13 Breast Implant–Associated Anaplastic Large Cell Lymphoma
Summary
Breast implant–associated anaplastic large cell lymphoma (BIA-ALCL) is a rare peripheral T-cell lymphoma that develops after placement of breast implants for cosmetic or reconstructive purposes. BIA-ALCL most commonly follows a fairly indolent course, with excellent prognosis in early-stage disease but disseminated cancer and deaths from BIA-ALCL have been reported. BIA-ALCL typically presents approximately one decade after implant placement with capsule-confined disease, seroma, or less frequently, as mass adjacent to the implant. Over 500 confirmed unique cases have been identified worldwide. The Food and Drug Administration has published multiple safety communications cautioning women with breast implants about the risk of BIA-ALCL. The National Comprehensive Cancer Network consensus guidelines have been established and widely adopted for the diagnosis and management of breast implant ALCL. Treatment with complete surgical excision has shown better overall survival and event-free survival when compared to patients treated with partial capsulectomy, systemic chemotherapy, or radiation.
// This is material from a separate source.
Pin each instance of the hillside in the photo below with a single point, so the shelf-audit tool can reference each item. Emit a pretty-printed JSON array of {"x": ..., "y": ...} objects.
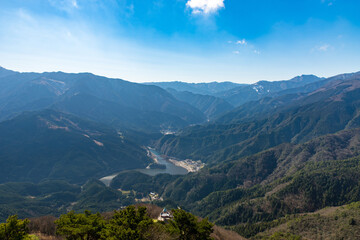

In this chapter, we will review the clinical features, diagnosis, treatment, and prognosis of BIA-ALCL.
Key Teaching Points
Breast implant–associated anaplastic large cell lymphoma (BIA-ALCL) is a rare CD30-positive peripheral T-cell lymphoma arising around textured breast implants placed for reconstructive or cosmetic purposes.
BIA-ALCL most commonly presents approximately one decade after implant placement with a seroma or less commonly, a mass adjacent to the implant. The tumor involves the fibrous capsule surrounding the implant with varied degrees of infiltration.
Tumor cells are CD30 positive, lack expression of anaplastic lymphoma kinase (ALK) and lack gene rearrangements involving the ALK gene on chromosome 2p23.
Evaluation for BIA-ALCL includes bilateral breast examination, ultrasound, seroma fluid aspiration, and capsule biopsy. Diagnosis is made on the basis of clinical features in conjunction with morphologic and immunohistochemical patterns found on biopsy.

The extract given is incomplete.